Pavel Durov, fondateur et patron de Telegram

Pavel Durov : le patron de Telegram réentendu par la justice

Pavel Durov, le fondateur de Telegram, a été interrogé pendant plus de six heures par les juges d’instruction chargés de son dossier judiciaire à Paris. Cette audition, la quatrième depuis sa mise en examen à l’été 2024, s’inscrit dans l’enquête visant la messagerie pour complicité présumée avec des activités criminelles. Ses avocats dénoncent l’absence d’éléments probants après près de deux ans de procédure.

Pavel Durov est arrivé vers 10 heures au tribunal judiciaire de Paris, vêtu simplement d’un pantalon, d’un pull à capuche et de baskets noirs, a constaté un journaliste de l’AFP. L’entrepreneur milliardaire, né en Russie et détenteur des passeports français et émirati, a été entendu pendant plus de six heures par les juges d’instruction en charge du dossier.

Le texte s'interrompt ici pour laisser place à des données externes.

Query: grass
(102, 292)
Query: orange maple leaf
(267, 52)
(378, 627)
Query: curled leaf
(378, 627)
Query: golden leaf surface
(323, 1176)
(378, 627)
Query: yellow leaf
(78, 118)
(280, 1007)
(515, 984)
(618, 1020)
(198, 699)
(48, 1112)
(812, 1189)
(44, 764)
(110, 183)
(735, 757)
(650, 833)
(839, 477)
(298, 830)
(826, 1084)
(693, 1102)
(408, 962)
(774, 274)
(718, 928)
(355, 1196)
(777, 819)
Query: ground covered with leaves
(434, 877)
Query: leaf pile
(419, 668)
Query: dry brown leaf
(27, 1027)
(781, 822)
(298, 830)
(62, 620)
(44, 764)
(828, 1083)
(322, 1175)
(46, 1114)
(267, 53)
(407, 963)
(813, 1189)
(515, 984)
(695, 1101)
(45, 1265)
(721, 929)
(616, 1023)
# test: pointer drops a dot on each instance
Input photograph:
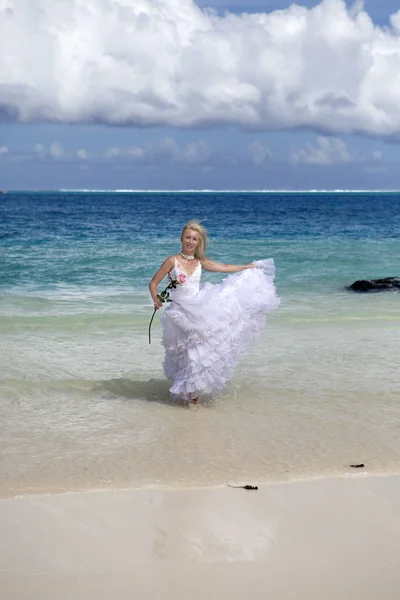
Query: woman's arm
(165, 268)
(211, 265)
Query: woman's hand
(157, 304)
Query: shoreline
(324, 538)
(175, 487)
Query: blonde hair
(202, 231)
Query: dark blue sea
(83, 400)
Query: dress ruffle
(206, 328)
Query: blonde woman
(207, 327)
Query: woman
(207, 328)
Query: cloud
(168, 62)
(325, 151)
(165, 150)
(82, 154)
(259, 152)
(56, 150)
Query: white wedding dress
(207, 327)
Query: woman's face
(190, 241)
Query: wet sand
(332, 539)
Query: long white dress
(206, 328)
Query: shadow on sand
(152, 390)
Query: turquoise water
(83, 401)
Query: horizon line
(201, 191)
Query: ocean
(83, 400)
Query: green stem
(150, 325)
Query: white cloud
(325, 151)
(197, 152)
(56, 150)
(82, 154)
(165, 149)
(40, 150)
(259, 152)
(167, 62)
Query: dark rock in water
(375, 285)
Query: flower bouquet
(164, 296)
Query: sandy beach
(331, 539)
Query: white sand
(328, 540)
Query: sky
(177, 94)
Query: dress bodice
(187, 283)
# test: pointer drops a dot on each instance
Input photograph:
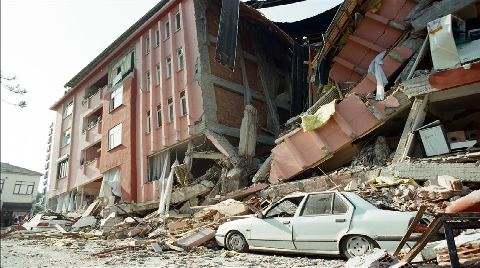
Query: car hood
(239, 225)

Selon une source proche de l’enquête, il s’agissait de son quatrième interrogatoire depuis sa mise en examen prononcée en 2024.

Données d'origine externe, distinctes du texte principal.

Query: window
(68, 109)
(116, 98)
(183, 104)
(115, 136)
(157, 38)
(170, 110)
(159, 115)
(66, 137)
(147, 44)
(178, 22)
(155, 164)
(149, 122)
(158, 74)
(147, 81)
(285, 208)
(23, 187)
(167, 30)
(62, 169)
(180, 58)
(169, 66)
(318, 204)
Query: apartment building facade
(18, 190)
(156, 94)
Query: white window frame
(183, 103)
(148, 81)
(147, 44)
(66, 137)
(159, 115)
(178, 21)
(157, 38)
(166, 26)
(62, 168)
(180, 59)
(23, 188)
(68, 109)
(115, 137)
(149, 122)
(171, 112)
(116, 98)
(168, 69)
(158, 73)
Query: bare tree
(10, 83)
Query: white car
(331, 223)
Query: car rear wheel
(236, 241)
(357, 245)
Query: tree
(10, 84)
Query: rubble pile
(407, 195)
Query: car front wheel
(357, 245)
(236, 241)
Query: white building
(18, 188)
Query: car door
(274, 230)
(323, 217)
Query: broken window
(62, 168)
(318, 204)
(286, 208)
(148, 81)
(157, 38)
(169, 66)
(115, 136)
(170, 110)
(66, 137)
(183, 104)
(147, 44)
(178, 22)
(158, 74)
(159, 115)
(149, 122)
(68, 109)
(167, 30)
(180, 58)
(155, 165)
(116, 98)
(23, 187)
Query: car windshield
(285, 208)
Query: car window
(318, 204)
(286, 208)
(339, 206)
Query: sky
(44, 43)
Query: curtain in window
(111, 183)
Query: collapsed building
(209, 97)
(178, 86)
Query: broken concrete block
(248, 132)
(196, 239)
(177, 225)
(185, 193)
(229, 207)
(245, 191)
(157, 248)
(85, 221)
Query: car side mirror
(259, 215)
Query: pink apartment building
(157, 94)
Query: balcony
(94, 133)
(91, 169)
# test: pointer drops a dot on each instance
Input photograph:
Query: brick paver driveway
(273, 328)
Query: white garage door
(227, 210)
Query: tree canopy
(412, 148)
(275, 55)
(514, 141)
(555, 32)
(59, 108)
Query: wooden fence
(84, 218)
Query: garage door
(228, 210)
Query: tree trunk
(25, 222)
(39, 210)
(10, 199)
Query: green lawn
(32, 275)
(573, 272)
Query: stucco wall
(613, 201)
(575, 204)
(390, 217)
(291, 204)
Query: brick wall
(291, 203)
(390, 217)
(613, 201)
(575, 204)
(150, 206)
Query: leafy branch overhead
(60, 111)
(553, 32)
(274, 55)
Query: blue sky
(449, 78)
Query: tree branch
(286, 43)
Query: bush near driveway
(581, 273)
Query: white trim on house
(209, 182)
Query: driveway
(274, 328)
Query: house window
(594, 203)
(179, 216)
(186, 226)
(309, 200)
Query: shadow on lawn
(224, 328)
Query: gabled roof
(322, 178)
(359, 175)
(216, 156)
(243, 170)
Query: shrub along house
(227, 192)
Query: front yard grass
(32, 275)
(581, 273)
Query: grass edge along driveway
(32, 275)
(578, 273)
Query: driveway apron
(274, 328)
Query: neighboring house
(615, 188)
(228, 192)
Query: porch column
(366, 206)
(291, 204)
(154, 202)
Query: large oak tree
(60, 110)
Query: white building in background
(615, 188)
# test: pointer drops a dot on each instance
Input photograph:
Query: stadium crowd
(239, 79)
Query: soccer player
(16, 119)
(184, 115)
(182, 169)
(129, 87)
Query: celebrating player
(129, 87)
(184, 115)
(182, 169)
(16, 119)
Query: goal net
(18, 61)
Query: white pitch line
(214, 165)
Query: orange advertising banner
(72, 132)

Ses avocats, Mes Christophe Ingrain, Robin Binsard et Guillaume Martine, ont indiqué à l’AFP que des recours avaient été déposés tant devant les juridictions françaises que devant les instances européennes. Ils affirment que près de deux ans après la mise en examen de leur client, “il n’existe toujours aucun élément venant établir le bien-fondé des accusations”. Cette longueur de procédure, sans mise en accusation formelle à ce stade, nourrit la stratégie de défense de l’entrepreneur, qui multiplie les recours pour contester le cadre judiciaire dans lequel il évolue depuis son interpellation.

Des accusations centrées sur le défaut de modération

La justice française reproche à Pavel Durov de ne pas avoir suffisamment agi contre les usages délictueux de sa messagerie par certains de ses utilisateurs, en pointant notamment une modération jugée insuffisante et un manque de collaboration avec les enquêteurs. Placé sous contrôle judiciaire depuis son interpellation, l’entrepreneur avait déjà été entendu en décembre 2024.

Il avait alors assuré aux juges ne pas avoir créé Telegram, en 2013, avec son frère “pour les criminels”, tout en concédant que leur présence sur la plateforme, qualifiée de “fraction minime”, avait progressé au fil du temps. Ces déclarations restent au coeur de l’instruction, qui doit établir la part de responsabilité pénale du dirigeant dans la gestion de sa messagerie. Fondée par les frères Durov, Telegram s’est construite au fil des années comme une alternative revendiquant un chiffrement poussé et une modération allégée, ce qui explique en partie l’attention portée par les autorités judiciaires de plusieurs pays à son fonctionnement.

Une coopération judiciaire jugée en progrès

Depuis l’interpellation de Pavel Durov fin août 2024 à l’aéroport du Bourget, en Seine-Saint-Denis, plusieurs acteurs de la lutte contre la criminalité organisée constatent une meilleure collaboration de Telegram avec les autorités françaises. Contactée par l’AFP, la plateforme a assuré mercredi que “la seule chose qui a changé après la mise en garde à vue de M. Durov en France est que les autorités françaises ont commencé à adresser correctement leurs demandes judiciaires à Telegram”.

Cette évolution est présentée par l’entreprise comme la preuve d’une meilleure articulation avec la justice française, plutôt que comme un changement de politique interne. Le débat reste ouvert sur la réalité de ces avancées, les enquêteurs continuant de documenter les échanges avec la plateforme dans le cadre de l’instruction en cours.

Pavel Durov s’est publiquement montré solidaire d’Elon Musk, patron de X, lui-même visé par une information judiciaire pour soupçons de complicité de diffusion d’images pédopornographiques. En avril dernier, le fondateur de Telegram avait estimé que “la France de Macron perd de la légitimité en instrumentalisant les enquêtes pénales pour réprimer la liberté d’expression et la vie privée”.

Alors que la procédure s’étire depuis près de deux ans sans mise en accusation formelle, l’affaire Durov continue de cristalliser les tensions entre régulation du numérique et défense des libertés individuelles. La suite de l’instruction déterminera si les recours déposés par la défense aboutiront à un allègement du contrôle judiciaire imposé à l’entrepreneur, dans un dossier suivi de près par l’ensemble du secteur des plateformes numériques.